Range medium (100 ft. + 10 ft./level)

Target you and one dying character within range.

Saving Throw none (see text); Spell Resistace yes


The caster may target a single dying creature within range and, while using a high-quality game of chance or skill, call upon Death to gamble against the life of the target.  If the target is not actually dying (or if the target would be unwilling to be brought back to life, as in the case of a character being unwilling to be resurrected) then the spell fails without any contact from Death.  The caster then plays against Death in a semi-real dream plane.  The game may be over in an instant or may appear to take days or even years from the vantage point of the caster (though this length of time has no impact upon the caster’s ability to play.)  Regardless, the caster’s body remains in the plane where it cast the spell, and appears to only manipulate the spell’s focus item for a single standard action.  At the conclusion of this standard action, the caster makes a Wisdom check or a Profession (Gambler) check against a DC of 10 + 1/2 the HD of the dying creature.  If the caster is successful, the dying creature is restored to 1 hit point and consciousness.  If the caster fails, then the caster takes 1d3 Con damage, +1 for every three hit dice above 5 that the creature possesses.  This Con damage is lost as part of the mystic nature of the wager and not as part of an attack or supernatural force, and as such is not subject to reduction (though it can still be healed after the fact.)



Is this spell balanced?
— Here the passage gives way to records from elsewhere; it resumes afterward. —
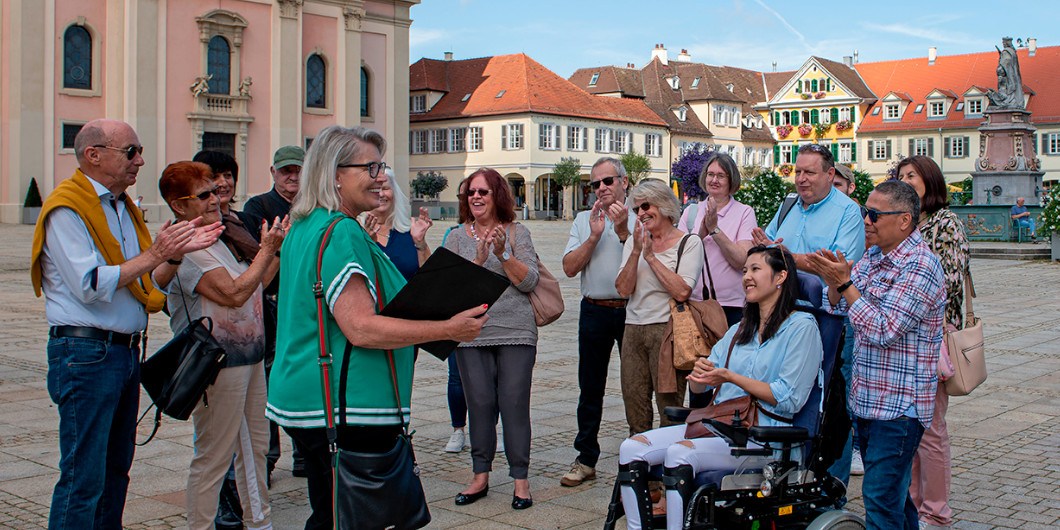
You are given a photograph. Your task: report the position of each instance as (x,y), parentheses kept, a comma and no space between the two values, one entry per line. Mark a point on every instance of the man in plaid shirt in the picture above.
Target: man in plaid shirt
(895,297)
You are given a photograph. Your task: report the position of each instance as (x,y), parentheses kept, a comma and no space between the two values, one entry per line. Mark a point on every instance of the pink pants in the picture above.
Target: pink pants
(930,488)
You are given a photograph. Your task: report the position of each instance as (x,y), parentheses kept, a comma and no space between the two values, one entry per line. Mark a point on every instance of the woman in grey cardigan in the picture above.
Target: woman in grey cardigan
(496,368)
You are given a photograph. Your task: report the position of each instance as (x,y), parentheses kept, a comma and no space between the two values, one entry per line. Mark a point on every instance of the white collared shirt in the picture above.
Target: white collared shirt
(72,297)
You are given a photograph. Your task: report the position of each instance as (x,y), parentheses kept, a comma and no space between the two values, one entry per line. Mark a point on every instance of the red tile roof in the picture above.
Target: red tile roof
(527,86)
(1041,76)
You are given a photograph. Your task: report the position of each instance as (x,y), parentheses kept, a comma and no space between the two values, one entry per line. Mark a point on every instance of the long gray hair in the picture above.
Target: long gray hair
(333,145)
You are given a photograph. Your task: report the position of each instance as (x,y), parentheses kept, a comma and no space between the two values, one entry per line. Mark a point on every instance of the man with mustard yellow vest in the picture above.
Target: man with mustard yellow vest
(99,269)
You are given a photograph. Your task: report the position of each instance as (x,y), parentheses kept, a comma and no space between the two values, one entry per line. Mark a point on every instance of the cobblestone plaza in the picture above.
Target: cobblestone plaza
(1005,436)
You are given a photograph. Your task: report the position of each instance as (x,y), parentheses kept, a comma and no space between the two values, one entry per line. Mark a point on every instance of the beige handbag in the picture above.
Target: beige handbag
(546,298)
(966,349)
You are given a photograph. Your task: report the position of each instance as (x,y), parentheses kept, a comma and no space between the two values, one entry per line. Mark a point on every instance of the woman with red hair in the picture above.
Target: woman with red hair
(497,366)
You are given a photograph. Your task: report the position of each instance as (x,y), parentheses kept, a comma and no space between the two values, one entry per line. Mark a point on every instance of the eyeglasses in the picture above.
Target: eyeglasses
(202,196)
(130,152)
(373,168)
(605,181)
(873,215)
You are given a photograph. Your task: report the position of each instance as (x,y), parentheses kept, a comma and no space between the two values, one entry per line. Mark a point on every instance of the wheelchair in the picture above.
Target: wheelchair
(773,490)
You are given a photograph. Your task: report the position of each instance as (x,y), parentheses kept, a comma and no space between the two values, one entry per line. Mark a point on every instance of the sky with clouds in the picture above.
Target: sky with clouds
(564,35)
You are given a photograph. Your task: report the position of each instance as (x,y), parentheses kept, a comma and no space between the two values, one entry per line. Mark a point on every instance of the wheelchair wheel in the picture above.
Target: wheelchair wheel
(836,519)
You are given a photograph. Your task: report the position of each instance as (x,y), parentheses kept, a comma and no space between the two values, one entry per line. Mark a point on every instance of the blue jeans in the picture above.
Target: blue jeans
(96,387)
(887,447)
(458,405)
(599,330)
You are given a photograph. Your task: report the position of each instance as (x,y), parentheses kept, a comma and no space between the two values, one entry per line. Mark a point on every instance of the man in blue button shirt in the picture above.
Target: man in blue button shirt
(823,217)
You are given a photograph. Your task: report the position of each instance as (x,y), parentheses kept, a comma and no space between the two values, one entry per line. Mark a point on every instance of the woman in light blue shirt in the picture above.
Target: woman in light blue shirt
(774,354)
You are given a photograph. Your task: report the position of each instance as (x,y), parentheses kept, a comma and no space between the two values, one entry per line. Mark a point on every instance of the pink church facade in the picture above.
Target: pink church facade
(243,76)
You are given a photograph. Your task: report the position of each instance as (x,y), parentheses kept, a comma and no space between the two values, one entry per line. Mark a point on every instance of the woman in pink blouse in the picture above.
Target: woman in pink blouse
(724,224)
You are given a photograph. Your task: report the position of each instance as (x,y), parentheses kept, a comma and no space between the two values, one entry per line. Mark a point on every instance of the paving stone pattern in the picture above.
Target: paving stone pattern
(1006,436)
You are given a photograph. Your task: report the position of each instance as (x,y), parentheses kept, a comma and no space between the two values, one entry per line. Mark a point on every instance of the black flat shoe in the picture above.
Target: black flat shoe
(522,504)
(464,499)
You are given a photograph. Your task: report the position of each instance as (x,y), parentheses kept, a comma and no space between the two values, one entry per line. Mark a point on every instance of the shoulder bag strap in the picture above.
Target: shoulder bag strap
(325,358)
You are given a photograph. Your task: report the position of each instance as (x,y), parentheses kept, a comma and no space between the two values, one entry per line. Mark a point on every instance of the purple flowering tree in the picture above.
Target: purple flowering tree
(686,172)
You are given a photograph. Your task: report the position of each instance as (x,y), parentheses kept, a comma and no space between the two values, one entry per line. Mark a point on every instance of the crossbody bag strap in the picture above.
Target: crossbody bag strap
(324,358)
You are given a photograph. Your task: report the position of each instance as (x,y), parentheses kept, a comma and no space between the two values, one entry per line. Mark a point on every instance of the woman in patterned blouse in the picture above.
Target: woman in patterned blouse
(944,234)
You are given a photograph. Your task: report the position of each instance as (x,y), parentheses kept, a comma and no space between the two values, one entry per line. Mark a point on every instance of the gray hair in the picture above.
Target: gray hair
(89,135)
(728,165)
(333,145)
(613,161)
(659,195)
(902,197)
(401,210)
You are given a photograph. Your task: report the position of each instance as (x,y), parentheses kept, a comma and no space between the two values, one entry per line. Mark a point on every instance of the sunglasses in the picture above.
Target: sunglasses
(605,181)
(373,168)
(202,196)
(130,152)
(643,207)
(873,215)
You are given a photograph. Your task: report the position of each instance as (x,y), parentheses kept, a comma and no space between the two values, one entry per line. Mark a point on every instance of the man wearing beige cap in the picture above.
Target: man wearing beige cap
(844,180)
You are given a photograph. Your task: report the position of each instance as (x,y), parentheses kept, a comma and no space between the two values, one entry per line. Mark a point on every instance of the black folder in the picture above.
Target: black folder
(444,285)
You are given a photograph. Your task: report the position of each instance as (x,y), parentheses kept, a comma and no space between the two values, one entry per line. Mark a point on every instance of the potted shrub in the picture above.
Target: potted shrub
(31,209)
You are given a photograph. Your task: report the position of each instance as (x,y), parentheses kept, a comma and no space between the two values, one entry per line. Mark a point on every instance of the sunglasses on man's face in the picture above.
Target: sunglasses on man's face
(604,181)
(130,152)
(873,215)
(202,196)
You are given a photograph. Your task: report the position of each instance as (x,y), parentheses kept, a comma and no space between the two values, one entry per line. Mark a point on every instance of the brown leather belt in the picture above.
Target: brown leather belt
(615,304)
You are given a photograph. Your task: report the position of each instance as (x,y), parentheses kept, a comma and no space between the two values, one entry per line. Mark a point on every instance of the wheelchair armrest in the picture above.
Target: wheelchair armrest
(781,435)
(676,413)
(735,435)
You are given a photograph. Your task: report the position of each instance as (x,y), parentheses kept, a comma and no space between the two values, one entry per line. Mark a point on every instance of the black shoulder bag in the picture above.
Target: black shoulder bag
(370,490)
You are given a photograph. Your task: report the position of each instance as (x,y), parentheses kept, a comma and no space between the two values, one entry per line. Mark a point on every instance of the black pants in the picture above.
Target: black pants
(599,330)
(313,444)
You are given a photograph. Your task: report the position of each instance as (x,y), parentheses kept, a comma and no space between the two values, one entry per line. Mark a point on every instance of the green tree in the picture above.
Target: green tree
(637,166)
(764,193)
(566,173)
Likely not, I’ve barely touched it for testing purposes, and only ever shared it with another DM once.  However, I’ve always enjoyed the flavor of the spell.  Death is willing to gamble with the caster of this spell, but the risk is actually all on the part of the caster.  Death isn’t personally doing anything to hasten the demise of the target, after all, Death is just there to cart the creature’s soul away when it kicks the bucket.  However, Death does desire more powerful creatures, and will increase the stakes (while playing more fervently) for them.  Meanwhile, what Death gains from the outcome is the lack of health of the caster.  Admittedly, a wise caster will likely have measures against dying due to this Con damage, but the caster will still be “closer” to death, if even for just a moment.

As a secondary benefit of this spell, I like to imagine that this spell basically puts the caster on Death’s radar as being more than just a regular life form meant for eventual culling.  Death will eventually claim the target in time, of course (silly liches, you really thought it was that easy?) but for now the caster has some sort of relationship with Death.  Almost certainly distant, of course, and not necessarily a friendly one (or from Death’s point of view possibly not even an important one), but the spell does suggest that the caster is beginning to understand the cosmic concepts behind the fire that’s being played with.

And while the rules of the spell don’t support this kind of thing… I maintain that any player of mine who has this spell always has a partner for a chess game just a quick spell-slot away.  If they’ve got something to wager with, that is.